A  federal appeals court in Richmond ruled Thursday that Virginia’s attorney general does not have legal standing to challenge the 2010 health reform law’s requirement that all Americans obtain insurance.

The three-judge panel of the 4th U.S. Circuit Court of Appeals cited technicalities and did not rule on the constitutional issues raised by the two lawsuits involved, the Associated Press reported.

It’s the third federal appeals court to rule on challenges to the constitutionality of the insurance mandate provision of the Affordable Care Act.

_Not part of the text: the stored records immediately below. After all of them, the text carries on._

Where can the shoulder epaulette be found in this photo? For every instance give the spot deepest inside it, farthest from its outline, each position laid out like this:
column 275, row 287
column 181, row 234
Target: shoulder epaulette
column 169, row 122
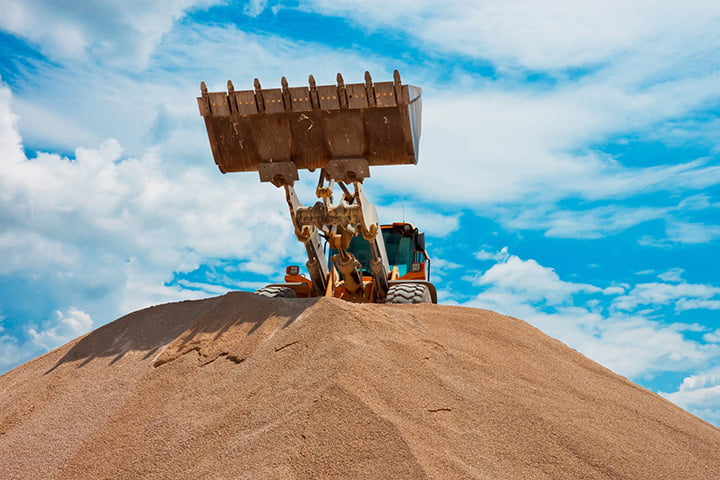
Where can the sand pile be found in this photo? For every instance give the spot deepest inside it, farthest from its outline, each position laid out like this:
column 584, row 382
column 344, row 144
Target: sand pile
column 242, row 386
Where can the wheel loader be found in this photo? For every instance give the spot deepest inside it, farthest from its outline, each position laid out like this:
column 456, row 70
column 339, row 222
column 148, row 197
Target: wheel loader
column 341, row 130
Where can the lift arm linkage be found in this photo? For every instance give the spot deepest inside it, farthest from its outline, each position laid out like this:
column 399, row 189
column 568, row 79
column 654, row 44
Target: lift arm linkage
column 338, row 223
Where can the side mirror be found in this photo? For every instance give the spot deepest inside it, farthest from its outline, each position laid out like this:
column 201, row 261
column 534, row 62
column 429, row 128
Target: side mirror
column 420, row 242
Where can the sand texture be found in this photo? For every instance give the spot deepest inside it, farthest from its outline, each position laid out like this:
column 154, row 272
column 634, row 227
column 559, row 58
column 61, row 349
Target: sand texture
column 246, row 387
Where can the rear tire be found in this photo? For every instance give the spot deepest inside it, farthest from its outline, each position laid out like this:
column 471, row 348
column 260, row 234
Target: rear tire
column 408, row 293
column 277, row 292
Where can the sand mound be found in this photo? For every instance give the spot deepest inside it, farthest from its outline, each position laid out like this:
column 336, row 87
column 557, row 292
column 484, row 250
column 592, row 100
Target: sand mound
column 242, row 386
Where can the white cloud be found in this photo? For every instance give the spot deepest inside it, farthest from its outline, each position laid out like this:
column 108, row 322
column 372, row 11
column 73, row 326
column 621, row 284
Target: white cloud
column 712, row 337
column 428, row 220
column 685, row 296
column 700, row 394
column 672, row 275
column 535, row 34
column 105, row 232
column 501, row 255
column 124, row 33
column 628, row 343
column 530, row 281
column 63, row 328
column 692, row 233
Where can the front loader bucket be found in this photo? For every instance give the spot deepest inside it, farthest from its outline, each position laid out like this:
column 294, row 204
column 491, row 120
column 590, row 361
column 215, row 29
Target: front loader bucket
column 311, row 126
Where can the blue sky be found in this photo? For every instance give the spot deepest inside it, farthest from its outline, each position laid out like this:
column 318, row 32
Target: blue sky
column 568, row 171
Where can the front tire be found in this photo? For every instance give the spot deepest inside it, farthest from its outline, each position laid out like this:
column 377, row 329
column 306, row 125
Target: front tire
column 408, row 293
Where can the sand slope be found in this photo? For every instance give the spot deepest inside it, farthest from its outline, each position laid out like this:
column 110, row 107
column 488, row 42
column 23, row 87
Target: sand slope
column 241, row 386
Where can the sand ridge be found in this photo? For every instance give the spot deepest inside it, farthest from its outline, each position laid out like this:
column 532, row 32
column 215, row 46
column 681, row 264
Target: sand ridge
column 242, row 386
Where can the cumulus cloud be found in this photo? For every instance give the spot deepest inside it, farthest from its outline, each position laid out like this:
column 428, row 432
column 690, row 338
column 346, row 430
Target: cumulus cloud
column 534, row 34
column 699, row 394
column 685, row 296
column 582, row 316
column 529, row 281
column 64, row 327
column 107, row 232
column 123, row 33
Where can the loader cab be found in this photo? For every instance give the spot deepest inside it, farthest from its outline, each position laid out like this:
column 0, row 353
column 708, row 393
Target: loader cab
column 405, row 247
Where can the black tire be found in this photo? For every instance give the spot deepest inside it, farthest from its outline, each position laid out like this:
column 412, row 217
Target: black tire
column 408, row 293
column 275, row 291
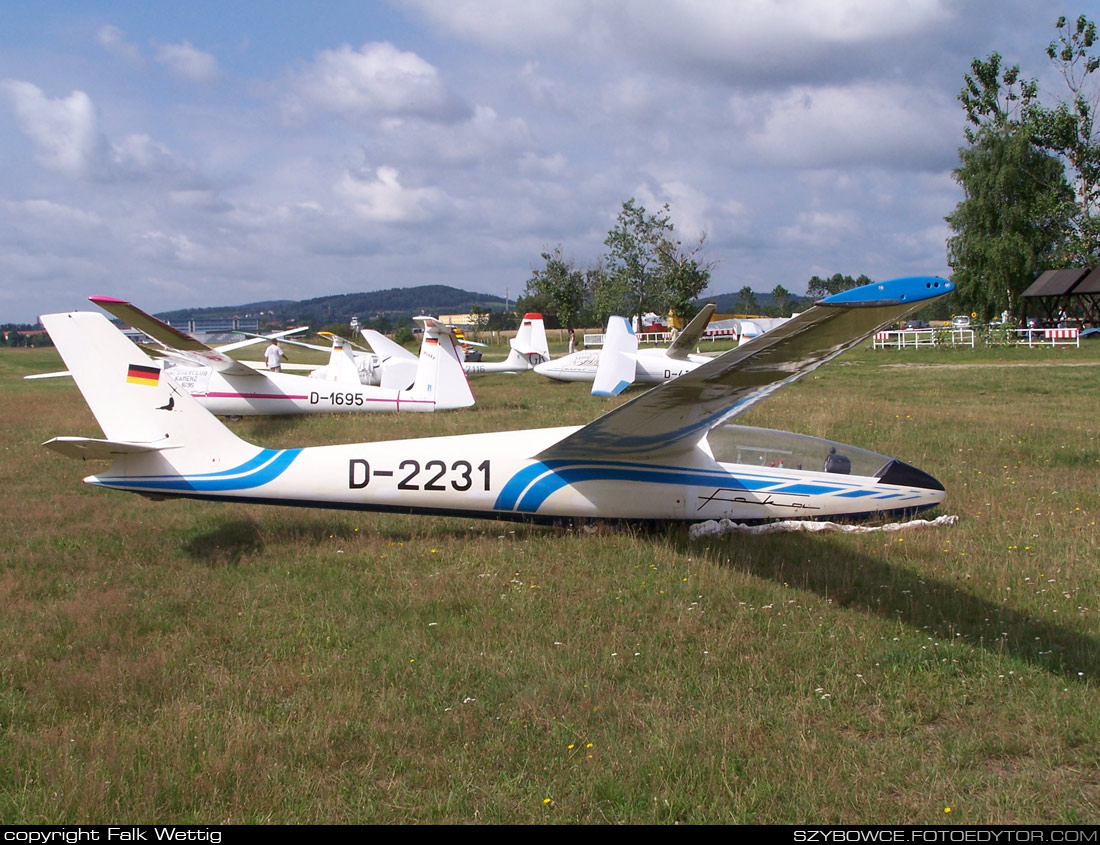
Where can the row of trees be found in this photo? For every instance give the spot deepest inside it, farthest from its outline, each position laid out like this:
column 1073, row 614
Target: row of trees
column 646, row 269
column 1031, row 175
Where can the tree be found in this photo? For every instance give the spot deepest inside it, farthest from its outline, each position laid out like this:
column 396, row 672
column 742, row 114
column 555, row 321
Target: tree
column 634, row 272
column 746, row 302
column 1010, row 222
column 647, row 269
column 783, row 304
column 1069, row 131
column 684, row 277
column 564, row 288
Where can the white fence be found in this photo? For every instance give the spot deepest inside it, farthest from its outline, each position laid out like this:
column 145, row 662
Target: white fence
column 917, row 338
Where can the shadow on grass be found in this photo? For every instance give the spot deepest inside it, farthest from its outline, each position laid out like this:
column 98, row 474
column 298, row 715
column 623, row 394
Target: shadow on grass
column 227, row 544
column 942, row 607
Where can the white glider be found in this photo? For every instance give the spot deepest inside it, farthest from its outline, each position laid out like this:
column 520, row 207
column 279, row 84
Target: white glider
column 628, row 364
column 230, row 387
column 667, row 454
column 528, row 349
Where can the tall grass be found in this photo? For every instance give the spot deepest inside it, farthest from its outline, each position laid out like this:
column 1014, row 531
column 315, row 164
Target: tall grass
column 190, row 661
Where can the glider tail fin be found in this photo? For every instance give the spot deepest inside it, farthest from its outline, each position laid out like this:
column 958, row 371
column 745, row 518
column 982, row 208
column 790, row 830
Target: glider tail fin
column 618, row 359
column 685, row 340
column 440, row 376
column 136, row 405
column 530, row 341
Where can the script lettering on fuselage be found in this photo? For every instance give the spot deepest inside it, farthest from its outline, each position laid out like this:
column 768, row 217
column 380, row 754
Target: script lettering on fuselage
column 431, row 475
column 193, row 380
column 735, row 497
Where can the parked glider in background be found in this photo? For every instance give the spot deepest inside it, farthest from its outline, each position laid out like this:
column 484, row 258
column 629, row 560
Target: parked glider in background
column 633, row 364
column 253, row 339
column 233, row 388
column 528, row 349
column 667, row 454
column 389, row 364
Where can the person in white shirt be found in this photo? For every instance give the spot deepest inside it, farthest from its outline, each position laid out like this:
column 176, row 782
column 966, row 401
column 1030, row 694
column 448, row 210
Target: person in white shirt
column 274, row 354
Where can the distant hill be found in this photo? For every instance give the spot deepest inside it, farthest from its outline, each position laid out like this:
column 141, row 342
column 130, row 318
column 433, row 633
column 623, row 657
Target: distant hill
column 394, row 304
column 727, row 303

The two previous rulings addressed the actual issue of constitutionality. An appellate court in Cincinnati upheld the law, while an appeals court in Atlanta recently struck down the insurance mandate while preserving the rest of the law. Georgia was among 26 states challenging the Affordable Care Act in the 11th Circuit Court decision in Atlanta.

All three of the judges on the Virginia panel were appointed by Democratic presidents –- two by Barack Obama and one by Bill Clinton. They said claims by Attorney General Kenneth Cuccinelli, a Republican, and Liberty University that the insurance requirement is unconstitutional cannot legally go forward at this time.

The appellate rulings very likely mean that the constitutionality issue will be settled by the U.S. Supreme Court.